The imposition of tariffs, and the threats of increasing them, appear to be a negotiating tactic that, according to Trump, would ultimately benefit the United States in the long run—regardless of the negative short-term impact on inflation, GDP growth, and even unemployment. In the short term, we’ve seen that these policies have led to significant declines in equity markets and a rise in 10-year Treasury yields. It seems that this increase in yields was what led Trump to delay the implementation of some tariffs by 90 days.
Short-term volatility is likely to persist, but the long-term implications are even more concerning. Imposing high tariffs on supposed allies could prompt the creation of new supply chains, new trade alliances, and the emergence of a new dominant international currency to replace the dollar. The privilege of being the primary destination for global savings and the issuer of the world’s reserve currency could shift to another country or region—leading to stronger economic growth elsewhere, while the U.S. becomes increasingly isolated, with a relatively weaker economy and a likely rise in unemployment and long-term inflation.
In such a scenario, it is of course impossible to predict which currency might emerge as dominant. However, given the possibility that the dollar could lose its global status, investors should diversify their portfolios, seeking exposure to other countries, regions, and currencies—as well as to commodities, especially precious metals.
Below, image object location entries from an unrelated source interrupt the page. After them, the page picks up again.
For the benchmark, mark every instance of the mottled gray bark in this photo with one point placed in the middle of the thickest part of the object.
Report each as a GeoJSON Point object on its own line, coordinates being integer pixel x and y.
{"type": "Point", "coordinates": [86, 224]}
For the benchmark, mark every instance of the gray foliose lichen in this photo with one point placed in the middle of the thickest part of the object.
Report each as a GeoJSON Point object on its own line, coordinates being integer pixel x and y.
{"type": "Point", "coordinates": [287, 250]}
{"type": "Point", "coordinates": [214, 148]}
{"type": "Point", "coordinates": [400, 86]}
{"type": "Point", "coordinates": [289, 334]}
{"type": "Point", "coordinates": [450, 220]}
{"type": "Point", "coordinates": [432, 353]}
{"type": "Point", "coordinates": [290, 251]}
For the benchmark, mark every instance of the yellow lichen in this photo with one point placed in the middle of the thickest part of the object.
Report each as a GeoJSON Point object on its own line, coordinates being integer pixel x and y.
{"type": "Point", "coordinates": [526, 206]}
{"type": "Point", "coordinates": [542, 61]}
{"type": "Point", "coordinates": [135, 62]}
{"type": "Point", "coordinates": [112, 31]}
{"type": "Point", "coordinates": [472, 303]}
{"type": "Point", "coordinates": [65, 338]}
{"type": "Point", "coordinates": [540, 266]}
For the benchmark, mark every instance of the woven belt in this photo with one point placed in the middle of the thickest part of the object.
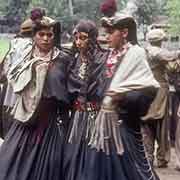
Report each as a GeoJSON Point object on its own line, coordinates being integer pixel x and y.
{"type": "Point", "coordinates": [88, 106]}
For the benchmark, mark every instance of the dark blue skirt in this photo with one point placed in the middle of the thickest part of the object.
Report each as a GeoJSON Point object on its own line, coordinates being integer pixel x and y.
{"type": "Point", "coordinates": [84, 163]}
{"type": "Point", "coordinates": [32, 151]}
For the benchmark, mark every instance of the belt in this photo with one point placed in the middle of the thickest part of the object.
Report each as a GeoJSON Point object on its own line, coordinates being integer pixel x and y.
{"type": "Point", "coordinates": [87, 106]}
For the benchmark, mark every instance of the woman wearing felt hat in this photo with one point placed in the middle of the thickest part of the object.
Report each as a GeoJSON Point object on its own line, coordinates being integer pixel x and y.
{"type": "Point", "coordinates": [115, 150]}
{"type": "Point", "coordinates": [32, 149]}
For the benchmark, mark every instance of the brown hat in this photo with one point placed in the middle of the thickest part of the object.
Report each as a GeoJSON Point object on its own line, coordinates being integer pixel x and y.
{"type": "Point", "coordinates": [26, 26]}
{"type": "Point", "coordinates": [155, 35]}
{"type": "Point", "coordinates": [122, 21]}
{"type": "Point", "coordinates": [119, 21]}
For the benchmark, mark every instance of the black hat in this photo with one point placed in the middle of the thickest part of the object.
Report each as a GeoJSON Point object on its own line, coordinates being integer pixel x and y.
{"type": "Point", "coordinates": [119, 21]}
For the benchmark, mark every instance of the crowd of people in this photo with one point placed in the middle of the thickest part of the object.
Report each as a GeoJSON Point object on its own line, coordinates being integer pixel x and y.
{"type": "Point", "coordinates": [87, 113]}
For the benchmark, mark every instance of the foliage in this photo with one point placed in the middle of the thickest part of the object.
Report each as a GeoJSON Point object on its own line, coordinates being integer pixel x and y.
{"type": "Point", "coordinates": [174, 15]}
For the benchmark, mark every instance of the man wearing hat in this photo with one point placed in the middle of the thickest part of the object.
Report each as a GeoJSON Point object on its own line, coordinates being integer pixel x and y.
{"type": "Point", "coordinates": [156, 125]}
{"type": "Point", "coordinates": [131, 89]}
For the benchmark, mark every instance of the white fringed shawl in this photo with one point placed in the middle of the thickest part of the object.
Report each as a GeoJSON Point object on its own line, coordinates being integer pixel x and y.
{"type": "Point", "coordinates": [132, 73]}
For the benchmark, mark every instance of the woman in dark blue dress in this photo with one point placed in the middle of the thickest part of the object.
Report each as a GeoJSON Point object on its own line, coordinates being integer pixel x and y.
{"type": "Point", "coordinates": [84, 80]}
{"type": "Point", "coordinates": [115, 150]}
{"type": "Point", "coordinates": [32, 149]}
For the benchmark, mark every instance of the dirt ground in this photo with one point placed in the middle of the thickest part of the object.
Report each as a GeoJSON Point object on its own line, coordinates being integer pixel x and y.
{"type": "Point", "coordinates": [168, 173]}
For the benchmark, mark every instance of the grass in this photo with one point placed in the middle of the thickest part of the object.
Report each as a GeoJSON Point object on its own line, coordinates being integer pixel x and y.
{"type": "Point", "coordinates": [4, 46]}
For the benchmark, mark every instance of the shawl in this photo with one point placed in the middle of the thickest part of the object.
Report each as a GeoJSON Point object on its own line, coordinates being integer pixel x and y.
{"type": "Point", "coordinates": [133, 73]}
{"type": "Point", "coordinates": [27, 80]}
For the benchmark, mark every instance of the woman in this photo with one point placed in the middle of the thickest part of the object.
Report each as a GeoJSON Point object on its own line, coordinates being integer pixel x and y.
{"type": "Point", "coordinates": [32, 148]}
{"type": "Point", "coordinates": [21, 42]}
{"type": "Point", "coordinates": [84, 79]}
{"type": "Point", "coordinates": [116, 148]}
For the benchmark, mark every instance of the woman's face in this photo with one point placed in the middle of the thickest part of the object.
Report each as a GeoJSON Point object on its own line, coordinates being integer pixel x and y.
{"type": "Point", "coordinates": [44, 39]}
{"type": "Point", "coordinates": [116, 38]}
{"type": "Point", "coordinates": [81, 40]}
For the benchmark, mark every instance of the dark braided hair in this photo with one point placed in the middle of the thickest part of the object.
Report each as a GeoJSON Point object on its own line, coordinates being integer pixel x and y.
{"type": "Point", "coordinates": [90, 28]}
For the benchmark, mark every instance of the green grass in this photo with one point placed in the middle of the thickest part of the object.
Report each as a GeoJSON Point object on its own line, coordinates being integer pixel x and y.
{"type": "Point", "coordinates": [4, 47]}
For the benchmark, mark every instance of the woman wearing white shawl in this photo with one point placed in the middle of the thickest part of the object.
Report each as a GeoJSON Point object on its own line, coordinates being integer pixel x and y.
{"type": "Point", "coordinates": [116, 146]}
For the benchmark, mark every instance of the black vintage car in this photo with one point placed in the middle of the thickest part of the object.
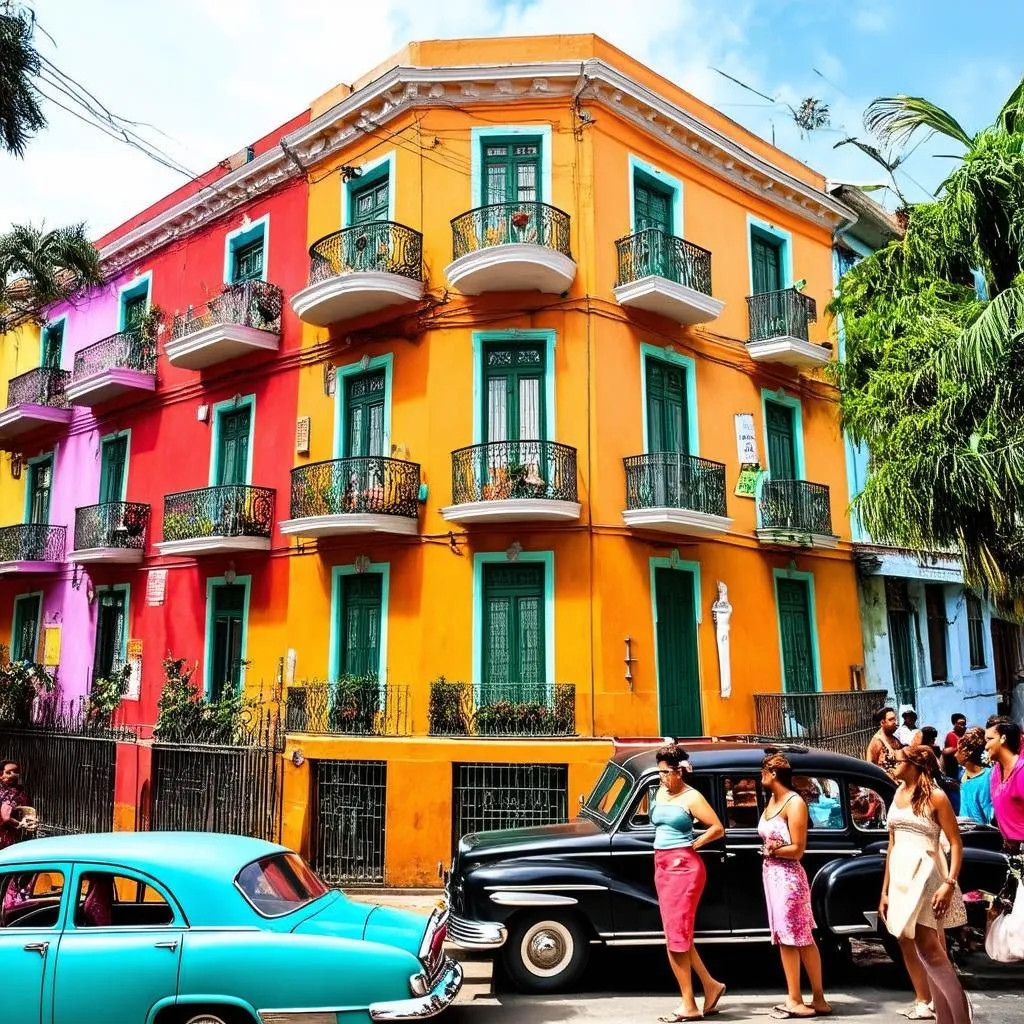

Trump’s attacks on the Federal Reserve and Jerome Powell are also dangerous. A currency’s strength is partly based on the independence and credibility of its central bank and monetary policy. Should markets believe that monetary decisions are being dictated by political motives rather than macroeconomic data, we would likely see a de-anchoring of inflation expectations. This could lead to sharp declines in equity markets and sudden spikes in Treasury yields. It would also bring the dollar’s status as the world’s reserve currency into question—potentially leading to a complete dismantling of the post-Bretton Woods monetary order, with negative global consequences, particularly for the U.S. economy if international investors begin to offload U.S. Treasuries.
Trump’s anti-immigration stance could also affect the economy by pushing up food prices. Many immigrants work in agriculture, and without labour to harvest crops, shortages would drive prices higher. Additionally, the mere fear of deportation could deter illegal immigration, negatively impacting U.S. demographics. While the country still has a relatively young population—especially compared to Europe, China, and Japan—a drop in immigration would undermine long-term economic growth potential, potentially increasing both public debt and the fiscal deficit.
The attacks on universities and the apparently arbitrary suspension of student visas make studying in the U.S. less attractive. This appeal would diminish even further if legal immigration pathways are restricted, making an American education disproportionately expensive given the reduced likelihood of obtaining work permits afterwards. It’s undeniable that a significant portion of U.S. economic success, particularly over the last century, is attributable to immigration. One need only look at the number of patents granted to immigrants, the immigrant executives at top U.S. companies, and the scientists who helped the U.S. prevail in WWII and win the space race.
Undermining universities would reduce their appeal to international students seeking to develop skills and settle in the U.S. long-term, limiting the country’s economic potential. In the short term, the local economies of college towns would also suffer—due to reduced demand for housing, food, student health insurance, and other services.
While there are many other Trump administration policies and proposals that could negatively impact markets, the on-again, off-again nature of this political game gradually erodes U.S. credibility as a dominant economic force and as issuer of the world’s reserve currency.
This analysis focuses on the policies I consider most worrying in both the short and long term. In the near term, these risks suggest that we should diversify our portfolios towards global assets, and reduce exposure to U.S. markets and the dollar. In the long term, the risks suggest we should consider investing in other currencies and increasing exposure to markets that could benefit from a multipolar economic landscape, potentially with a tilt towards domestic markets to foster local economic development.
While this is not a strategy that will entirely shield portfolios from volatility or losses, diversification may be key to strengthening portfolios with a long-term perspective.